At a glance: NVIDIA Cosmos 3. Launched June 1, 2026 at Computex / GTC Taipei. World’s first open physical AI omnimodel — text, image, video, ambient sound, and robot action generation in a single system. Three tiers: Super, Nano, Edge. OpenMDW-1.1 license with commercial use permitted. Weights on Hugging Face. NIM microservices for cloud deployment. Reduces physical AI training cycles from months to days. Part of our Builder’s Log.
NVIDIA’s Computex 2026 keynote was expected to be a hardware event. Jensen Huang delivered hardware — Rubin training chips, Rubin CPX inference chips, RTX Spark consumer superchip — but the announcement that changes the roadmap for physical AI developers was a model, not a chip.
Cosmos 3 is the first fully open omnimodel for physical AI. It doesn’t just understand the physical world — it generates it, predicts actions within it, and outputs the action trajectories that robot controllers and AV systems need to act in it. All in a single model, available for download.
For builders working in robotics, autonomous vehicles, or synthetic data pipelines, Cosmos 3 changes the cost structure of getting a physical AI system into training.
What Makes Cosmos 3 Different from Every Previous Model
Most foundation models are either understanding models (they analyze inputs) or generation models (they produce outputs). Cosmos 3 is both, at the same time, across six modalities.
The complete modality list: text, images, video, ambient sound, and action trajectories — all processed and generated within a single unified architecture.
The action trajectory output is the part that has no precedent in any open model. Cosmos 3 can produce joint angles, gripper positions, and trajectory points that describe how a robot should physically move to complete a task. That’s not image generation with a note about robotics attached — that’s direct output a robot controller can consume.
What the Previous Cosmos Generation Did
Cosmos 1.x (launched GTC 2025) was a video world model — it generated physically plausible video sequences for training physical AI. It gave builders a way to create synthetic training data without real-world robot operation hours. That was significant.
Cosmos 3 absorbs everything Cosmos 1.x did and extends it into a full omnimodel. Video generation is still there. So is image generation. What’s new is the unified architecture that ties generation to reasoning to action in one system — and the addition of sound, which matters for robots that need to understand their acoustic environment.

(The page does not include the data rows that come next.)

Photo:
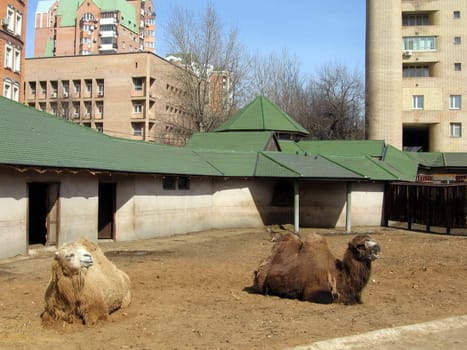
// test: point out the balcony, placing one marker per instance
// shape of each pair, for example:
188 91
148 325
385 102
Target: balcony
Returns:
108 47
110 20
108 34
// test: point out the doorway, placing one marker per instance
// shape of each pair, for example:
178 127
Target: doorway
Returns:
106 225
43 213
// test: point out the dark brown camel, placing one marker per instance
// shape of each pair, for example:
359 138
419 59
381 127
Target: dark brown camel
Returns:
307 270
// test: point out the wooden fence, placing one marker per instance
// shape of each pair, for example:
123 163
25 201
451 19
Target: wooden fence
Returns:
440 205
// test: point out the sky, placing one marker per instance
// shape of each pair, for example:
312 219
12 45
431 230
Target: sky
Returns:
314 32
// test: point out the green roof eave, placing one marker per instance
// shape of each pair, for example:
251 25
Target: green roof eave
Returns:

Architecture: Mixture-of-Transformers
Cosmos 3 runs on a Mixture-of-Transformers (MoT) architecture that pairs two distinct transformer types:
- An autoregressive (AR) transformer handles reasoning — understanding scene context, object interactions, motion dynamics, spatial-temporal relationships
- A diffusion transformer handles generation — producing high-quality multimodal output from the reasoning context
These two don’t operate sequentially as a pipeline. They’re unified: the model reasons about the physical scene and generates output in a single forward pass through the system. The reasoning capability means Cosmos 3 doesn’t just interpolate between training examples — it applies learned physical understanding to novel configurations.
The practical consequence: physics accuracy that generalizes beyond the training distribution. A robot arm encountering a novel object configuration can receive action trajectories that reflect real physical constraints (weight, friction, collision), not just statistical averages over similar training examples.
Three Variants, Three Use Cases
Cosmos 3 ships in three tiers with explicit intended workloads:
Cosmos 3 Super
Post-training for robotics and AV models. Super is the highest-capability variant, optimized for quality over speed. The intended use case is generating synthetic training data and fine-tuning larger robot or AV models. When you’re building a training pipeline for a new robot platform and need physics-accurate synthetic sequences at scale, Super is the tier that produces data good enough to train on.
Cosmos 3 Nano
High-quality video and action reasoning in fractions of a second. Nano runs fast enough for real-time-adjacent workloads — rapid iteration on test scenarios, quick evaluation of action proposals, batch inference over simulation sequences. It’s the developer’s workhorse during the build and evaluation loop.
Cosmos 3 Edge
Coming soon — real-time edge inference. Edge targets deployment on device, likely for robots and AV systems that need to run world model inference without a cloud round-trip. No release date announced at Computex.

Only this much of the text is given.